Было страшно дышать, а про остальное и вовсе молчу.

Большие ладони погладили руки по всей длине, помассировали плечи…

Одна ладонь прошлась по позвоночнику, очертила контур ягодиц, чуть сжала их, затем скользнула по бедру, талии, останавливаясь на животе…

Секунда.

Рука на животе напрягается, резко и грубо вдавливая меня в тело позади, отчего я чуть не поперхнулась воздухом, издав при этом молчаливый короткий вскрик.

Вторая ладонь массирует моё плечо, а мужчина поддаётся головой вперёд и прикусывает мочку уха. Серые глаза неотрывно наблюдают за мной в отражении зеркала: с лёгким прищуром, как у хищника, а ещё как-то по-собственнически. Аристарх словно одним взглядом говорит: — «Смотри, ты полностью в моей власти».

Секунда.

Горячая ладонь ложится поверх моей руки, до сих пор лежащую на ключице, опускает ту вниз, задерживается на какое-то время в таком положении…

И…

Мужские пальцы очерчивают контуры проявляющегося засоса, метка удостаивается лёгкого, почти невесомого, поцелуя своего хозяина, а в следующую секунду…

Ладонь, что была так нежна, сжимается на моём горле, заставляя запрокинуть голову чуть назад. Сокол, уткнувшись носом в район виска, прикрывает глаза. Мужское дыхание тяжелое, словно после долгой пробежки, скулы заострились, придавая убийце более хищный вид, шея словно стала в два раза больше, вены вздулись…

Арис был на грани.

Не было ни единой мысли в голове. Только страх. Огромный и всепоглощающий страх.

Мне оставалось лишь наблюдать за мужчиной, ловить каждое его мимолётное движение, вздох и… И просто ждать.

Ждать. Ждать. Ждать.

Ждать…

— Винсент до сих пор планирует свадьбу, — спокойно, как-то мягко даже прошептал Соколов, отчего сердце моё забилось в разы сильнее, а глаза распахнулись до предела.

Последний раз я списывалась с Нортоном младшим ещё вчера в обед, он хотел уточнить список гостей на нашу свадьбу, а потом всё так быстро завертелось, что про «выгодного жениха» забыла, как и про собственный телефон.

«Видимо Винс написал или позвонил, а Арис увидел на смартфоне входящее уведомление. А ему ведь ничего не стоило набрать Нортона для мужского разговора».

Хотелось не просто сквозь землю провалиться, а рухнуть в самый Ад!
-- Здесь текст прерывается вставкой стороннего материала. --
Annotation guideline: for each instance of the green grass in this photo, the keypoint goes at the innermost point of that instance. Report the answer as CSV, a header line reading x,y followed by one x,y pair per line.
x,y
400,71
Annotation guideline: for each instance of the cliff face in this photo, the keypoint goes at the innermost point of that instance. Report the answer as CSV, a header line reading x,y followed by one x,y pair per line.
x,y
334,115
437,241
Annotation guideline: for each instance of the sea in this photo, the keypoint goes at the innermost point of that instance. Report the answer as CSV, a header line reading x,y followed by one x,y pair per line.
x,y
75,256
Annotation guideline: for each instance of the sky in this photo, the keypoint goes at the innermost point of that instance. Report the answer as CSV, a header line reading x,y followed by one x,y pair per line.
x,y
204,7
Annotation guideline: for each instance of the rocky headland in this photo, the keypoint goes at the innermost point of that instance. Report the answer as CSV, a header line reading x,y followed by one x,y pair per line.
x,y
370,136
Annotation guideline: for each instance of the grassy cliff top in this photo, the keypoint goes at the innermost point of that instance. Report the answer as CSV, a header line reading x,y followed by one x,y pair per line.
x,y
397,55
Сокол после встречи с моим отцом сразу дал понять, что Винсент останется в прошлом и только, а я предала: за спиной возлюбленного строила планы на «спокойную» жизнь, готовилась к свадьбе… Но после неопровержимых доказательств вины Чарсова, нарытых Молотом, все мои планы канули в лету, а жизнь поставила большую жирную точку в конце строки. Объясняться перед Аристархом сейчас было и бесполезно, и опасно. Во-первых, я была виновата со всех сторон. Во-вторых, Сокол раскусит мои намерения за секунду, а потом точно закроет в подвале. Но надо было срочно что-то решать, пытаться как-то выкрутиться из ситуации, или хотя бы не усугубить её ещё больше. Только Арис сам всё разъяснил…
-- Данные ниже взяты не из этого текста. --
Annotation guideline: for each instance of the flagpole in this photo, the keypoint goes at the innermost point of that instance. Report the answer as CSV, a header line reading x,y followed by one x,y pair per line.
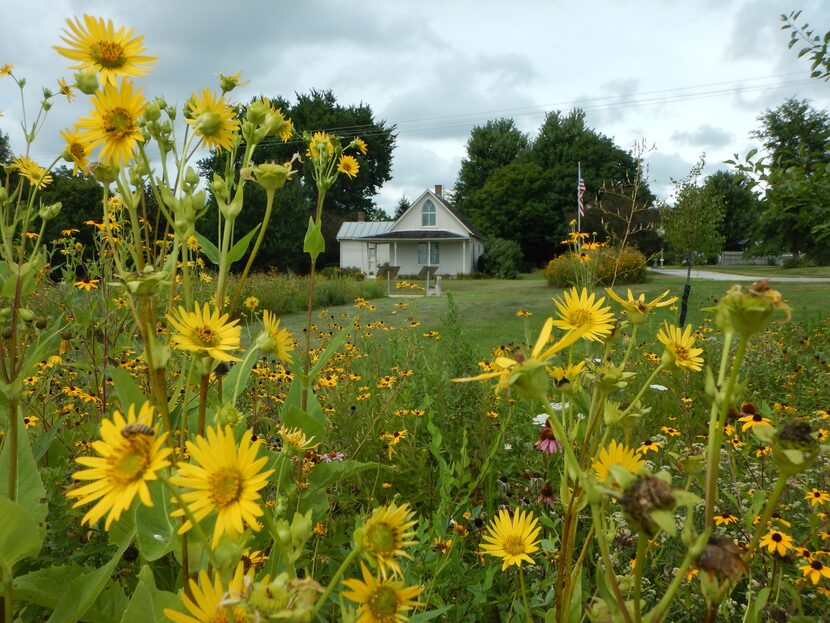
x,y
578,198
На несколько секунд мужчина отпустил меня, а я терялась в догадках о том, что творится в голове у одного из самых опасных людей этого мира.

И вот, Арис надел мне на шею колье, подаренное Кратом, а я непроизвольно сглотнула слюну. Соколов медлил, только ладони вернул на места, чтобы потом сильнее дёрнуть меня за шею назад, вновь укусив за ухо.

— Ты — моя, Ангел. Моя, — жёстко прочеканил мужчина, разворачивая мою голову на девяносто градусов и обрушивая на губы грубый подчиняющий поцелуй.

«Твоя, любимый. Всю жизнь принадлежала тебе, и после смерти ничего не изменится. И ты поймёшь, насколько сильно я тебя любила… Поймёшь, когда враг будет повержен, а ты продолжишь жить. Любимый мой, ты всё поймёшь…».

25 глава

«Он прекрасно знает, что является для меня всем, даже жизнью. Я бы не пережила его смерти, ведь потеряв того, кого любишь, больше не хочется жить, хочется исчезнуть, сгинуть, но не терпеть возникшую пустоту».